Le territoire n'est pas autre chose pour le juriste que le critère spatial de l'efficacité des lois ou encore l'ensemble des compétences spatiales des organes de l'Etat. La théorie de la compétence considère le territoire comme le domaine dans lequel l'Etat peut exercer ses compétences, comme le cadre de validité de l'ordre étatique, comme une portion de l'espace terrestre dans lequel un système

de règles juridiques est applicable et exécutoire.

2) Auteurs ayant défendu cette théorie:

Enoncé par Radnitzky, dès 1905, reprise par l'Ecole autrichienne de droit internationale (Kelsen, Verdross), puis en France par Jules Basdevant, Georges Scelle, Bourquin.

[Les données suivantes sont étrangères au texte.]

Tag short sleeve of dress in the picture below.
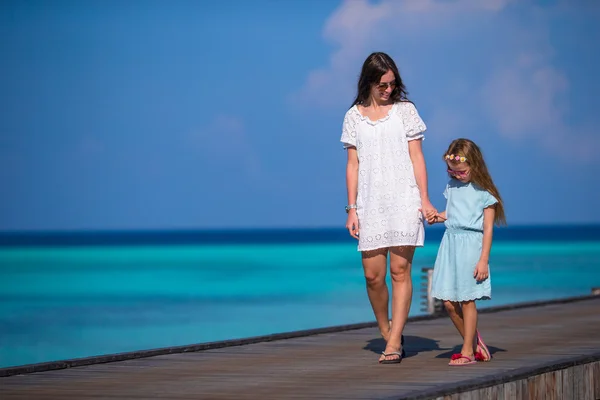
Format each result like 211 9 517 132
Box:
483 190 498 208
340 110 356 149
399 101 427 140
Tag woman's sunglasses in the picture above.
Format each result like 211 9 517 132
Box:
376 82 396 92
447 169 470 176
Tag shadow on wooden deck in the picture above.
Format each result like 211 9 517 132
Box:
0 296 600 400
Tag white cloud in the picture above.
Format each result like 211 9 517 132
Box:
293 0 593 159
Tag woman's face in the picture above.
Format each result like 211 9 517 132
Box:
371 70 396 103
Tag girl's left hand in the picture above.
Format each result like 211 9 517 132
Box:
421 200 437 224
473 261 490 282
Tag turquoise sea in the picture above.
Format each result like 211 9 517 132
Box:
0 226 600 368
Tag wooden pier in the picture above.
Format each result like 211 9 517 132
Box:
0 296 600 400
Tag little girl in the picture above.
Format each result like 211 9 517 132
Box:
427 139 506 366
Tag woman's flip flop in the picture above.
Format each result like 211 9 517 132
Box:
448 353 477 367
379 349 405 364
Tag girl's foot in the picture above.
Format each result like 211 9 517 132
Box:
448 353 477 367
475 331 492 361
379 346 406 364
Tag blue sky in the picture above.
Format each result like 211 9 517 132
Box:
0 0 600 231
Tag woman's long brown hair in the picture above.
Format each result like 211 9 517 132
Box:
443 139 506 225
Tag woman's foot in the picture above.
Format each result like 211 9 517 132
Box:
379 345 405 364
380 319 392 343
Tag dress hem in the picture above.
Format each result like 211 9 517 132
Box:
357 243 424 252
431 293 492 302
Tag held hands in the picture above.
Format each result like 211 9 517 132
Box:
473 260 490 282
346 209 358 239
419 200 440 225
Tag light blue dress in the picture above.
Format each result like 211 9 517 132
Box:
431 179 498 301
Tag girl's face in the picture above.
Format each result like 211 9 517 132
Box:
446 161 471 183
371 70 396 104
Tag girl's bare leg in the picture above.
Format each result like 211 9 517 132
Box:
444 300 465 338
450 301 477 364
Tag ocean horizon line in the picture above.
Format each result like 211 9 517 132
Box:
0 224 600 247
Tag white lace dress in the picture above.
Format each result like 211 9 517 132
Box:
341 101 427 251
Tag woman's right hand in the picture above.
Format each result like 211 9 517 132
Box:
346 209 358 239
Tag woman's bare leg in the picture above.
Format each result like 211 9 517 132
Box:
362 249 390 341
381 246 415 360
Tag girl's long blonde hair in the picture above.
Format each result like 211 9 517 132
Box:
443 139 506 225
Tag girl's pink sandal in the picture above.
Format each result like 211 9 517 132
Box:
448 353 477 367
475 331 492 361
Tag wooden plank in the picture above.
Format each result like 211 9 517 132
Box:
0 299 600 400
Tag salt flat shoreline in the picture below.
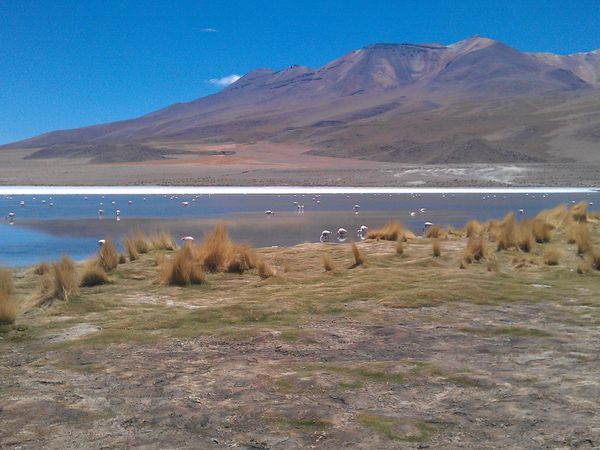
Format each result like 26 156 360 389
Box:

Kelsen, pour qui droit et Etat s'identifient, affirme textuellement que l'Etat est "un

ordonnancement juridique partiel spatialement organisé"...En clair, cela veut dire que, par rapport à l'Etat, le tarritoire va apparaître, à la fois, comme limite et un titre à l'exercice des compétences de l'Etat: il permet de répartir l'autorité des différents Etats dans le monde sur les différentes populations

qui occupent ces territoires.

3) Critique de la théorie:

Cette dernière théorie, qui est de beaucoup plus satisfaisante que les précédentes, est celle qui est aujourd'hui la plus généralement admise. Elle est parfaitement compatible avec tous les aspects de

l'emprise territoriale de l'Etat.

Exemple, analyse de Charles Rousseau:

Ainsi que l'a fait remarquer Charles Rousseau, elle a d'abord le mérite de s'intégrer dans les cadres généraux de la technique de droit public, qui analyse les prérogatives étatiques comme des

compétences attribuées aux gouvernants et aux agents publics pour remplir certaines fonctions d'intérêt social.

Cette théorie rend beaucoup mieux compte que les théories précédentes:

-des cessions territoriales (=qui apparaissent alors comme de simples transferts de compétences entre les Etats en présence),

-du statut des territoires coloniaux (= la différence entre ces ces territoires et le territoire métropolitain correspondra à la différence de répartition des compétences étatiques);

-de la décolonisation qui, inversement, apparaîtra comme une réattribution ou remise des compétences de la métropole à l'ancienne colonie.